Num gorjeio saudoso e sufocado...

 

Se a criancinha encosta-se ao peito,

Que sorrindo ou chorando, a sorte escrava,

Não me permite aconchegá-la ao peito!...

 

Espelho sou de luz amortecida;

Foge de mim quem outrora me abraçava,

É uma vida sem vida, a minha vida!...

 

 

 

INTERROGAÇÃO

 

 

Ris, por que ris de mim? julgas por certo

Que eu seja indigno de qualquer carinho?

— Ave perdida procurando ninho

Na solidão profunda do deserto?...

 

Vivo longe de ti, e a passo incerto

Sigo em silêncio o teu feliz caminho,

Porque sem ti me sentirei sozinho,

Trazendo o peito em mágoas encoberto.

 

Não sou capaz de profanar-te o nome,

Sofrendo embora esse martírio ardente,

Na fogueira do amor que me consome!...

 

Não rias, pois, da dor que me rodeia!

Olha que Deus proíbe e não consente,

Que a gente ria da desgraça alheia!... 

  

 

 

O USUÁRIO


                        Pensando simplesmente no dinheiro

                          Vive o rico usurário, noite e dia.

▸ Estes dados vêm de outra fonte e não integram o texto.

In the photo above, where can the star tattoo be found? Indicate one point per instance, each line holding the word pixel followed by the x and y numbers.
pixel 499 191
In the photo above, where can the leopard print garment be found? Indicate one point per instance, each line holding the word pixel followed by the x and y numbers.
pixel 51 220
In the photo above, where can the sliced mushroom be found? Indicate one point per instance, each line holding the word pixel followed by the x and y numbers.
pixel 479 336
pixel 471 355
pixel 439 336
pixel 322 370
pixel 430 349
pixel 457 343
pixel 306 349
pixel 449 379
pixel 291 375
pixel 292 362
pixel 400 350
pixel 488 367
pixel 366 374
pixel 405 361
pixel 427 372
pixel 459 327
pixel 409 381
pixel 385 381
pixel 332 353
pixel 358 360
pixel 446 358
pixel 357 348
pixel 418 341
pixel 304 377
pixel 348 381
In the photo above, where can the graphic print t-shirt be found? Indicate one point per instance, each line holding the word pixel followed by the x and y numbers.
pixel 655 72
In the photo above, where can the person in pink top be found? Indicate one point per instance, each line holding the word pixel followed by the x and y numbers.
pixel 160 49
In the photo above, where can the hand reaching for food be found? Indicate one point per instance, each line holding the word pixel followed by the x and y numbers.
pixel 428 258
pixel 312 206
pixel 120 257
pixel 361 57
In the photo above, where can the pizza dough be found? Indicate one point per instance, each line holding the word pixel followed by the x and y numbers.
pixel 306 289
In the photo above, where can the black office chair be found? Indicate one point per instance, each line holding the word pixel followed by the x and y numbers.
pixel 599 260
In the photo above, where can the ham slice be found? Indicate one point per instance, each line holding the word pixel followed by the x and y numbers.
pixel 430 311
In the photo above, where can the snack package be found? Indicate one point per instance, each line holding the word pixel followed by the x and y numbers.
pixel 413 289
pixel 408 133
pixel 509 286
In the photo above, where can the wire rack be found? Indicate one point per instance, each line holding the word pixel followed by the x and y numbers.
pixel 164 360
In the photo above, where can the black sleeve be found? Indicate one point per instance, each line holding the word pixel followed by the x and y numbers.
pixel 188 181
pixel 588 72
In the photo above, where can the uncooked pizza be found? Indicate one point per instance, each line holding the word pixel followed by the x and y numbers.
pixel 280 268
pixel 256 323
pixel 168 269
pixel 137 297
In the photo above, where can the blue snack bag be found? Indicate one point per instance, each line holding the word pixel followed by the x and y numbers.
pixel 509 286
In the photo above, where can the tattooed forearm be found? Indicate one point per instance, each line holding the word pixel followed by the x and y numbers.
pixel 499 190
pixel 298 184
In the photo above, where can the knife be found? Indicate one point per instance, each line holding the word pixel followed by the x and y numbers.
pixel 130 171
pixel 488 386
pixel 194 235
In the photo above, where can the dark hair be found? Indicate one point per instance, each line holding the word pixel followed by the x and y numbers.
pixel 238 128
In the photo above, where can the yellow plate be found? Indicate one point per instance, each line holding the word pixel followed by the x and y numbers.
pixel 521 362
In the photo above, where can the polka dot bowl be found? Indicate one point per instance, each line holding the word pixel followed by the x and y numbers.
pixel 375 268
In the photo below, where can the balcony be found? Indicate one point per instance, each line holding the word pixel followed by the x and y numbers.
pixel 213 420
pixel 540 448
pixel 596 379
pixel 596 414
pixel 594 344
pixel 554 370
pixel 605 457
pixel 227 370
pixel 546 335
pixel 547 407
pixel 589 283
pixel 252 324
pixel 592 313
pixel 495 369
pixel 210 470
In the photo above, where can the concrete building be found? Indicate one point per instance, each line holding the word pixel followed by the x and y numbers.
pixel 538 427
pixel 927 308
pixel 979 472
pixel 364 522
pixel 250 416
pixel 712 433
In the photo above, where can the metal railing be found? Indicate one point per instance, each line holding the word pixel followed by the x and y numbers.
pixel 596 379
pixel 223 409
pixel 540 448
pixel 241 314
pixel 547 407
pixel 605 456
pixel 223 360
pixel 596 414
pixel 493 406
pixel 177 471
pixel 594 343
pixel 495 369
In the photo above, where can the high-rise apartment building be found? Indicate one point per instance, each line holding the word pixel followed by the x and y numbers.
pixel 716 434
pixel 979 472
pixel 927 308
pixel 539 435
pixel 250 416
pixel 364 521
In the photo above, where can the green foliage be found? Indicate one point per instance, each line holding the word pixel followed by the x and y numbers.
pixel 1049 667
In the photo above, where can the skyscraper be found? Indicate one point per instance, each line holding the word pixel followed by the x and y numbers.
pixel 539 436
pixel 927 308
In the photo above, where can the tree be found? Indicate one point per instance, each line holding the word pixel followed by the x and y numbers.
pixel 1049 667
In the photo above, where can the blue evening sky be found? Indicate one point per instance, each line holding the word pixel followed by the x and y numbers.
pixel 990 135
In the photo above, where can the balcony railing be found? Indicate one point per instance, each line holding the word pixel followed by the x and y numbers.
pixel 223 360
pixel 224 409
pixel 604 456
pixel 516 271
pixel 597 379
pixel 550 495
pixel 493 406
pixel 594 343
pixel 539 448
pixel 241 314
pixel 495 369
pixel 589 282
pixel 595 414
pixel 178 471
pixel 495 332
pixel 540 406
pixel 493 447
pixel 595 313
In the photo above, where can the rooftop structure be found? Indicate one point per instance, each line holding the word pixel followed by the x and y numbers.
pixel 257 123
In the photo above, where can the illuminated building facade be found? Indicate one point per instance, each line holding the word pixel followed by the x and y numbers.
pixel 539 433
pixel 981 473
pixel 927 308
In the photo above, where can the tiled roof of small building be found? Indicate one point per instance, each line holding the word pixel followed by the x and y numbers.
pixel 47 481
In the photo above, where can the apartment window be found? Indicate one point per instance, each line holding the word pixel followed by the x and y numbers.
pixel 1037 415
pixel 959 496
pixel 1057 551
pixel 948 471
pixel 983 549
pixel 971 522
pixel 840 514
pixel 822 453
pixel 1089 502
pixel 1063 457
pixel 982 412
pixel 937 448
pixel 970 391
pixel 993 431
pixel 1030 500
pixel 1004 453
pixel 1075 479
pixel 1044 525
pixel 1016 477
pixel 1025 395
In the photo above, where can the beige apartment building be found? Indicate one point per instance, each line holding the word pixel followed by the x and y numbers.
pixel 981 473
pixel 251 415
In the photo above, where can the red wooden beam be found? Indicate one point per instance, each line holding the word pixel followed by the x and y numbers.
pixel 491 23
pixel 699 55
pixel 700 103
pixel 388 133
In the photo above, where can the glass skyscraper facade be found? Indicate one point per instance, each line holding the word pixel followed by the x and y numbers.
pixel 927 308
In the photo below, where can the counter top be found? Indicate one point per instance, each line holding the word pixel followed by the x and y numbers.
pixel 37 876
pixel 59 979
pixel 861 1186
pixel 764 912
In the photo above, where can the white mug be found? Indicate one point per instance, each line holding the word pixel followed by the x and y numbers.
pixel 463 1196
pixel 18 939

                          Se alguém lhe bate à porta, traz primeiro

                          A nota do que tem por garantia!

 

                          Por quase nada, tudo ele avalia

                          Num gesto de sagaz aventureiro;

                          E em tão pouco tempo, cheio de alegria,

                          Leva do pobre o traste derradeiro.

 

                          O seu Deus é  a riqueza conseguida,

                          Com ela pensa em se livrar do inferno

                          Porque com ela triunfou na vida.

 

                          Mas um pesar em seu viver influi,

                          Saber que morre e o desespero eterno

                          De não poder levar o que possui.